1.2Task: Interlingua Design
1.2.1Languages and Research Areas
This task addresses Research area 5.2.1, entitled Semantically Annotated Corpora. The languages involved are L1 – L4 (English, Arabic, Chinese, Korean) and two LCTLs (Hindi and Persian).
1.2.2Technical Challenge
The same meaning can often be expressed in multiple ways, both within a single language and, necessarily, across languages. The differences among these expressions may be located in morphology, syntax, the lexicon, and/or pragmatics. The challenge in this task is to define a semantic representation that is both expressive of meaning and impervious to differences in surface realization.
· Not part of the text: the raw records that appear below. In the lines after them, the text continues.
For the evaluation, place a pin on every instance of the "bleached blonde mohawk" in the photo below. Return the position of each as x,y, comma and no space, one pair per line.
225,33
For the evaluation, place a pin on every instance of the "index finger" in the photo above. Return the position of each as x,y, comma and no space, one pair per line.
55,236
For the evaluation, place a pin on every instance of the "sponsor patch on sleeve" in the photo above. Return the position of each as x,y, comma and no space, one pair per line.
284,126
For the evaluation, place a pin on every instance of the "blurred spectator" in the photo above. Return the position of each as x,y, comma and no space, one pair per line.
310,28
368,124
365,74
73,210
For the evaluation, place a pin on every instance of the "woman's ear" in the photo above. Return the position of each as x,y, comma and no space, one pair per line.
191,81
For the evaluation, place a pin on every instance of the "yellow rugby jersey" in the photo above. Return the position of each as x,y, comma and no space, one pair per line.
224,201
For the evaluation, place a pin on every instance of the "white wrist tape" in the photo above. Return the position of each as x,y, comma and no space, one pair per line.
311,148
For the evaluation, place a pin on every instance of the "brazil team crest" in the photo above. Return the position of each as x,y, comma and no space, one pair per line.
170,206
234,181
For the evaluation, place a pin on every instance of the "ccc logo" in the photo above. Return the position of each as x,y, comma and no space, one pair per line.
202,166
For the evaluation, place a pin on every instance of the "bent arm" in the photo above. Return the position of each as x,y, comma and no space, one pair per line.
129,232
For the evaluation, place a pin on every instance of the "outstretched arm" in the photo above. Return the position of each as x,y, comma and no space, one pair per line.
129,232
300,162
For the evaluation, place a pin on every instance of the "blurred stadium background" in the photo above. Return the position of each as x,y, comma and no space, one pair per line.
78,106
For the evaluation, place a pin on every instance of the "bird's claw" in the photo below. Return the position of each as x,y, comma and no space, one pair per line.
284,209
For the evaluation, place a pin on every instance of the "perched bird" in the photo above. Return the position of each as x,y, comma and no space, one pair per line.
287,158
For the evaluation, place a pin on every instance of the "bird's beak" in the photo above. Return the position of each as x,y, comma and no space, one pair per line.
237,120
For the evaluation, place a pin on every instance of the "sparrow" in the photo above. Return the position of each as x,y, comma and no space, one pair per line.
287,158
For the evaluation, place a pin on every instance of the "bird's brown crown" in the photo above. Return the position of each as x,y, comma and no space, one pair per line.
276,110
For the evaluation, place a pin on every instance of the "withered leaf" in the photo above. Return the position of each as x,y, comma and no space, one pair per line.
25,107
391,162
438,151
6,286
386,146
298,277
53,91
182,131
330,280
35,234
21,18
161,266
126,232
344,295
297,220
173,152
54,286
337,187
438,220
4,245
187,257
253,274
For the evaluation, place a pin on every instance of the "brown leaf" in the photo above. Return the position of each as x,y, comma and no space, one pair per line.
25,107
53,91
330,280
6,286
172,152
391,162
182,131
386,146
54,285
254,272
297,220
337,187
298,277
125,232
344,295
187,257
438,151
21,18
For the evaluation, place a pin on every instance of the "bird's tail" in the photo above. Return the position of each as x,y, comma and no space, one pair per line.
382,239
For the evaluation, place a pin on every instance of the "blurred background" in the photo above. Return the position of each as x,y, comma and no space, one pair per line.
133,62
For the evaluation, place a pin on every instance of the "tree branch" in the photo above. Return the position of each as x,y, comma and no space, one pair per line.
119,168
At the same time the representation must not be more art than science. The further challenge then is to produce a semantic representation that is empirically motivated. From a practical point of view, we must put limits on the granularity of the meaning representation so that it can be coded reliably by human coders and produced reliably by natural language understanding programs. The meaning representation produced for this task is called IL2 (second level of interlingual representation).
1.2.3Technical Objective
The goal of this task is to define a deep semantic representation, or interlingua, that is neutral between different surface realizations of the same meaning. Ideally, sentences that have related meanings will have related semantic representations, and sentences that are very similar in meaning will have the same semantic representation even if they are different syntactically.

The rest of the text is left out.